If the PDA is running Pocket PC 2003, you can use the built-in L2TP client to connect to the TZ 170 SP’s L2TP
server; however, this feature is only supported if the TZ 170 SP is running SonicOS 2.6 Standard or newer.
My GroupVPN policy is set for AES, and some of my Global VPN Clients cannot connect – why?
AES support is only in Global VPN Client version 2.0 and newer; version 1.0 does not support it. If you are mixing
1.x and 2.x clients, you will need to specify 3DES as the encryption method for phase 1 and phase 2.
Will VPN’s work across the analog modem connections?
Yes, in fact one of the primary uses of the TELE3 SP and the new TZ 170 SP is to provide a secondary
failover/failback path for VPN traffic when the primary WAN interface has failed. Since most ISP POPs assign
dynamic IP address information to connecting systems, it will be necessary to configure the VPN tunnels to use
Aggressive Mode and to use SonicWALL Identifiers as the IKE identities on both sides. It is also possible to disable
VPN traffic from traversing the analog modem when it is active, on a per-profile basis. This feature is used mainly
when the TZ 170 SP is dialing into a company-owned RAS server, where it would not be appropriate for the device
to attempt to re-establish its VPN tunnels, since dialing into the RAS servers may be providing direct connectivity to
the resources that the VPN tunnels had been created to reach.

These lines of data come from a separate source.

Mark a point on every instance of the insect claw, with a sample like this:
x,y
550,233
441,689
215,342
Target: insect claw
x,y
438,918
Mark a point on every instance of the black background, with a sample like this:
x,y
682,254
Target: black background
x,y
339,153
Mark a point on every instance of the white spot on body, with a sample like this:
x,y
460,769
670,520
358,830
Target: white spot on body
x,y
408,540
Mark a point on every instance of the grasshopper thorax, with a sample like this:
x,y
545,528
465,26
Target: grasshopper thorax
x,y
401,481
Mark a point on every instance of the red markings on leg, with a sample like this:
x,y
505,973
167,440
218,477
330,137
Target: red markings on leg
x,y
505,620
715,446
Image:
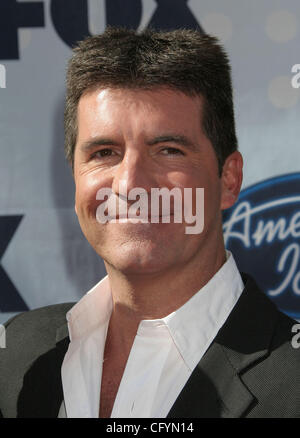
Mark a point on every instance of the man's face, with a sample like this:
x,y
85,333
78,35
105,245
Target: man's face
x,y
145,139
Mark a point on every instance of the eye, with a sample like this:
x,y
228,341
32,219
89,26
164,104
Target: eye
x,y
103,153
171,151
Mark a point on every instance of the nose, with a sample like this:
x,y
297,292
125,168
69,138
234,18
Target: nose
x,y
134,171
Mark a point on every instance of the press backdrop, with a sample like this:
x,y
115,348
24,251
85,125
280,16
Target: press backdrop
x,y
44,258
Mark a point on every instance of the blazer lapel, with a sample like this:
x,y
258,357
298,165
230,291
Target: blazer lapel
x,y
215,388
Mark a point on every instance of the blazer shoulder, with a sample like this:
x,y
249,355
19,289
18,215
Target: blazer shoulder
x,y
40,322
32,333
30,362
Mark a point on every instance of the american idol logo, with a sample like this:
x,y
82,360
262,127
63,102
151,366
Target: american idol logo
x,y
262,230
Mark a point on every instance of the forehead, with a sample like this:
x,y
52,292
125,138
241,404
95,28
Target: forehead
x,y
154,107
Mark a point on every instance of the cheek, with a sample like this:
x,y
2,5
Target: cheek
x,y
85,195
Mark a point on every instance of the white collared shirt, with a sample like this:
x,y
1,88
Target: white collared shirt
x,y
163,355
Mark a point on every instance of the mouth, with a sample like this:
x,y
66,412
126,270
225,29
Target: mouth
x,y
140,219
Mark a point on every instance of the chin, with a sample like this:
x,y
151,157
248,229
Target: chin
x,y
141,260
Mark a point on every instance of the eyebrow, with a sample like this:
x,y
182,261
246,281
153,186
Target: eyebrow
x,y
99,141
172,138
164,138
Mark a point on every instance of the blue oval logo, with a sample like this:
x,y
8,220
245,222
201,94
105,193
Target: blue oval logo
x,y
262,230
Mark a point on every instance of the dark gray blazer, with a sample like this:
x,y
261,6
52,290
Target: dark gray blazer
x,y
250,370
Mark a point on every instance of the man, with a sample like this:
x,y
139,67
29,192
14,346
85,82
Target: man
x,y
174,329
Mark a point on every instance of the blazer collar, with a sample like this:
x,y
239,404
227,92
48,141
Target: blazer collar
x,y
215,388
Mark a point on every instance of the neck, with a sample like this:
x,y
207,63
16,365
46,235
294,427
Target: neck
x,y
139,296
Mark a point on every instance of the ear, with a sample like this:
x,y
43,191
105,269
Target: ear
x,y
231,179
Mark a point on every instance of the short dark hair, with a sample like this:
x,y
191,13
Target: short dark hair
x,y
183,59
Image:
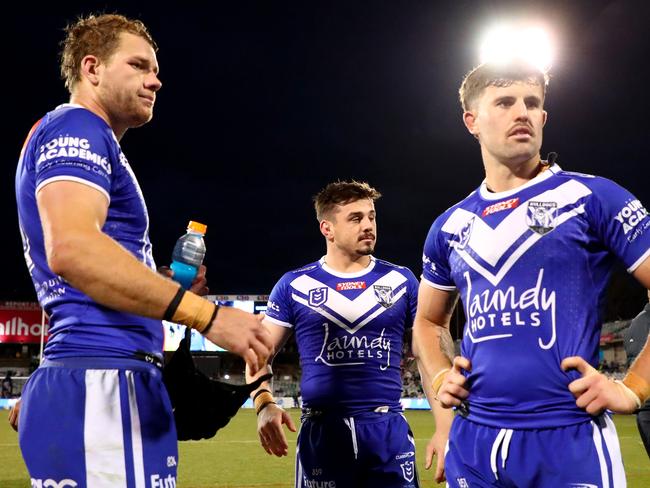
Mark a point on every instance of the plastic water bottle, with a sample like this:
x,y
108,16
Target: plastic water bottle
x,y
188,254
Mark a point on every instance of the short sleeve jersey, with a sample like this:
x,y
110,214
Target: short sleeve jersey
x,y
349,330
531,266
73,144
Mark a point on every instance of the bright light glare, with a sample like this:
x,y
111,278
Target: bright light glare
x,y
506,43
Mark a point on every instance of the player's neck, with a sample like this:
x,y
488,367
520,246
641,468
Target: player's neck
x,y
344,263
501,177
88,101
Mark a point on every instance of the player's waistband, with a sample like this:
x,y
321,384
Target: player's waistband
x,y
90,362
328,413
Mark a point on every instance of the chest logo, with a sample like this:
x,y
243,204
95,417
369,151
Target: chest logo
x,y
317,296
384,295
541,216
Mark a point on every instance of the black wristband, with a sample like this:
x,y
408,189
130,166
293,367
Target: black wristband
x,y
214,316
260,391
173,305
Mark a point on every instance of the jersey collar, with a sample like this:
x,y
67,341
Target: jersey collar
x,y
543,176
340,274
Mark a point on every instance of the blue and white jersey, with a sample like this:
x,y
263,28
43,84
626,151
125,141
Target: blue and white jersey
x,y
349,330
531,266
73,144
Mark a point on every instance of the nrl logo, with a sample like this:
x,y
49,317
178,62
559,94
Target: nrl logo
x,y
317,296
384,295
461,239
540,216
408,470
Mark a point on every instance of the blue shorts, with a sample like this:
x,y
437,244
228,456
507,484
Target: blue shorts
x,y
585,455
368,450
89,422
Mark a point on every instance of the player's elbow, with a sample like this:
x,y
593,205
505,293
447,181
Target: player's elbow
x,y
64,255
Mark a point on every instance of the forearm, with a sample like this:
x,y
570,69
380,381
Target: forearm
x,y
265,385
98,266
433,348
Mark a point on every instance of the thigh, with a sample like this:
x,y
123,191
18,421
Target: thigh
x,y
387,452
586,454
98,428
325,456
467,457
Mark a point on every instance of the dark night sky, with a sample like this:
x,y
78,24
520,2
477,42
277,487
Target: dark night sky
x,y
263,103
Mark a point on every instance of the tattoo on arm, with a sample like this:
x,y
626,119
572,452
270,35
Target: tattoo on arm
x,y
446,344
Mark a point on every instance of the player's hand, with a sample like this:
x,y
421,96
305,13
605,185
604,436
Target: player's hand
x,y
13,416
436,447
595,392
454,389
243,334
269,428
199,284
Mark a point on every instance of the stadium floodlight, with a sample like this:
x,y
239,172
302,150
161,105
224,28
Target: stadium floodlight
x,y
528,43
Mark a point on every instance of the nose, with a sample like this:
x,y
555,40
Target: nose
x,y
152,82
521,110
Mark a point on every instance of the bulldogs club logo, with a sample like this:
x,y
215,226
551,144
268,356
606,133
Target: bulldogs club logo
x,y
541,216
317,296
384,295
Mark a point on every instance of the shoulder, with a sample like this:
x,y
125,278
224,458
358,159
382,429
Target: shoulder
x,y
76,117
290,276
595,184
387,266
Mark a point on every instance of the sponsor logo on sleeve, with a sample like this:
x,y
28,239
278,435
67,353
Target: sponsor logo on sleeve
x,y
498,207
460,240
49,483
73,148
351,285
631,215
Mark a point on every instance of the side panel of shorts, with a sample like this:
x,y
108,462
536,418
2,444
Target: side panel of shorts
x,y
581,455
98,428
354,452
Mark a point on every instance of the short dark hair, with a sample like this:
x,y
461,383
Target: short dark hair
x,y
98,35
342,193
497,74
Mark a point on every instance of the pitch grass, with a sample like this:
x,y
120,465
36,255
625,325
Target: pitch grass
x,y
235,459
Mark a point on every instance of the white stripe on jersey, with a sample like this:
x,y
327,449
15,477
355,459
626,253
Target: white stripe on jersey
x,y
350,310
136,434
103,435
76,180
598,443
495,449
614,451
491,245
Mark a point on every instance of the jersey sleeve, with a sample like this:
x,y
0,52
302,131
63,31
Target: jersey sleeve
x,y
76,146
279,309
412,287
621,221
435,262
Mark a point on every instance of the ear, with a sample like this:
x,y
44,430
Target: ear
x,y
326,228
91,68
469,119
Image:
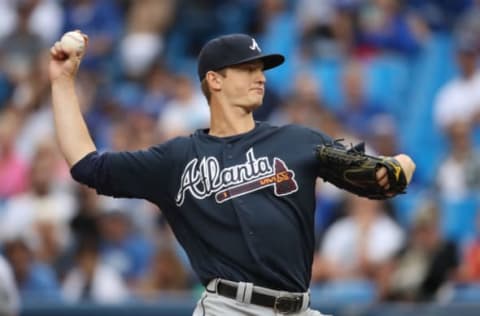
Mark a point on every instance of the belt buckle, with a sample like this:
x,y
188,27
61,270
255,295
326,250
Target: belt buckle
x,y
287,305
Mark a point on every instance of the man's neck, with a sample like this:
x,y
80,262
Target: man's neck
x,y
231,121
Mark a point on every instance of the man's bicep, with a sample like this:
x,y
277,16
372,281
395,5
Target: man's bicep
x,y
139,174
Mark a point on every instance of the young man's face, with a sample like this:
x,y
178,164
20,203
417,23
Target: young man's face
x,y
244,85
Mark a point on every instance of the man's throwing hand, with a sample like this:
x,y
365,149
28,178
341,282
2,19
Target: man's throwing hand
x,y
65,58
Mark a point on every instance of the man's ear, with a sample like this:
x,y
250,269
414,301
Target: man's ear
x,y
214,80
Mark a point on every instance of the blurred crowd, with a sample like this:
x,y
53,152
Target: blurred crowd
x,y
400,75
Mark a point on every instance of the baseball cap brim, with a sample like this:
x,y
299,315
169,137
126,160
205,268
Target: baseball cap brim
x,y
269,61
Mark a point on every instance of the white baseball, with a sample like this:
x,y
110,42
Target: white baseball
x,y
73,42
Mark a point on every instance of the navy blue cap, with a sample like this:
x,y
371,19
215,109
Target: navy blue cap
x,y
233,49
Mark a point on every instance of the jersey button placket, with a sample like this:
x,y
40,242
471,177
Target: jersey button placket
x,y
229,152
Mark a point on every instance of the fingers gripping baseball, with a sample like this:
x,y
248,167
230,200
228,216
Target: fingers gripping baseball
x,y
66,54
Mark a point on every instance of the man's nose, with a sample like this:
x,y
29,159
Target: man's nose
x,y
260,78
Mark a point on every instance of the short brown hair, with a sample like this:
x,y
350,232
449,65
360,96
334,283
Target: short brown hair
x,y
205,87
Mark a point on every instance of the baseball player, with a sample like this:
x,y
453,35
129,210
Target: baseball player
x,y
240,195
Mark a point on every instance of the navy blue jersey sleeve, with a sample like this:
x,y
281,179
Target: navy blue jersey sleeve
x,y
138,174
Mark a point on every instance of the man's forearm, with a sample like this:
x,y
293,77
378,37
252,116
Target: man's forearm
x,y
71,130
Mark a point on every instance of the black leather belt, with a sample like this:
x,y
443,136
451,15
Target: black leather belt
x,y
282,304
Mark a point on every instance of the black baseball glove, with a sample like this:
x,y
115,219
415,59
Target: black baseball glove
x,y
353,170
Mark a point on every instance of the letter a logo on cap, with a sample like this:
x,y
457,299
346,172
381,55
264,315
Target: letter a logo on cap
x,y
254,45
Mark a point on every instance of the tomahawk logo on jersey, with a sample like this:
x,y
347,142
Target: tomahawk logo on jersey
x,y
204,178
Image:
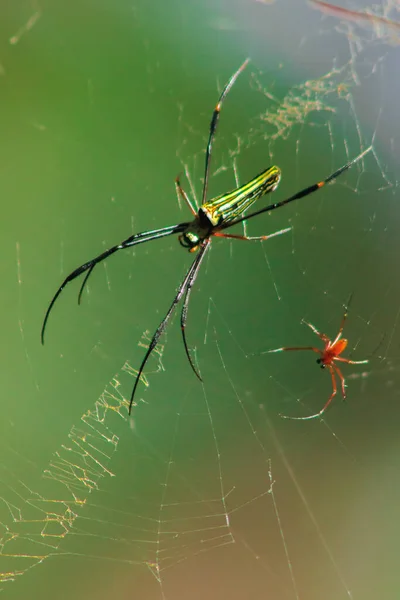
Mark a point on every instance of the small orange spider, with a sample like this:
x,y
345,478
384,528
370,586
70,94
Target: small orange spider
x,y
328,356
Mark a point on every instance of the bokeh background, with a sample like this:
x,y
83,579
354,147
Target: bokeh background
x,y
205,491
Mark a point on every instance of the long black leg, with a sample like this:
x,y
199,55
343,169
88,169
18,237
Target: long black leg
x,y
137,238
213,126
160,329
302,193
185,309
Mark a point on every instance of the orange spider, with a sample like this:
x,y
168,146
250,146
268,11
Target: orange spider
x,y
328,356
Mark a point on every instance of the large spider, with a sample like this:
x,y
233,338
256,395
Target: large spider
x,y
210,220
329,355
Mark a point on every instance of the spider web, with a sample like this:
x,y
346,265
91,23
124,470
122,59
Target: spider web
x,y
205,490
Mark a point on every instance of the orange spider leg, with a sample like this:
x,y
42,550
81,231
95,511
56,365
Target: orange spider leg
x,y
295,348
322,336
352,362
331,397
342,380
181,192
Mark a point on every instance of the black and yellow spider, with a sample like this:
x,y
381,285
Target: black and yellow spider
x,y
210,220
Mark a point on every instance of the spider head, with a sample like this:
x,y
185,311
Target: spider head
x,y
189,240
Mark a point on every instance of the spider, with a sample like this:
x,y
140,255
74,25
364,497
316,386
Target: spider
x,y
210,220
329,355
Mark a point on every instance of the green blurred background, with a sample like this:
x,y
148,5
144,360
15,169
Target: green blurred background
x,y
205,491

What type of modem is in the TZ 170 SP?
It’s a 56K V.92 modem, and can be configured to connect at auto, 2400, 4800, 9600, 14400, 19200, 38400, and
57600 speeds, on a per-profile basis.
Can I dial into the TZ 170 SP?
No, this feature is not currently supported in any version of SonicOS for the TZ 170 SP, although SonicWALL is
investigating it for a future release.
Can the TZ 170 SP do dial-back?
No, this feature is not currently supported in any version of SonicOS for the TZ 170 SP, although SonicWALL is
investigating it for a future release.